La novia del desierto | Crítica

Paulina en el horizonte

La novia del desierto es la confirmación de que se puede hacer una película con una mujer y un paisaje, y una buena película si ese paisaje es el de la imponente llanura del desierto Cuyano y esa mujer es la inmensa actriz chilena Paulina García, a quien tal vez recuerden por su memorable papel en Gloria, de Sebastián Lelio, por su aparición en la deliciosa Verano en Brooklyn, de Ira Sachs, o como la madre de Pablo Escobar en la serie Narcos

Su personaje, una mujer de mediana edad que acaba de dejar el trabajo con una familia después de tres décadas, se enfrenta a sus fantasmas, al desarraigo y a la soledad en pleno viaje por el desierto, y la cámara de Atán y Pivato la sigue a la espera de alguna revelación. Ni siquiera hacía falta ponerla en contexto a través de esos flashes de su vida pasada. Todo se revela aquí a través de su cuerpo en movimiento, de su rostro repleto de emociones contenidas, de su contacto con un espacio abierto marcado por el mito y la superstición, de su silencio poco a poco superado por el encuentro con ese puestero itinerante (Claudio Rissi) que, en su cortejo, hará de catalizador hacia una posible nueva etapa.

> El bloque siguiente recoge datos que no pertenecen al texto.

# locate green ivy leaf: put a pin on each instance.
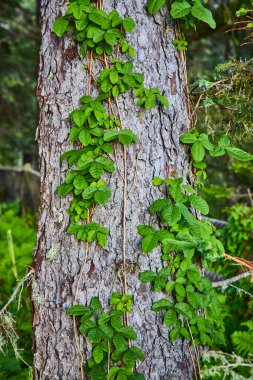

El formato panorámico se nos antoja aquí una sabia elección de puesta en escena: el empequeñecimiento de la figura humana en el paisaje, la ausencia de foco en los márgenes de la imagen o el buen gusto por los encuadres estáticos hacen de esta Novia del desierto un filme en busca de una estética propia que traduzca el desconcierto de ese periplo interior. Tal vez esa salida final puntuada por una música liberadora subraye innecesariamente y rompa la contención emocional que la ha atravesado.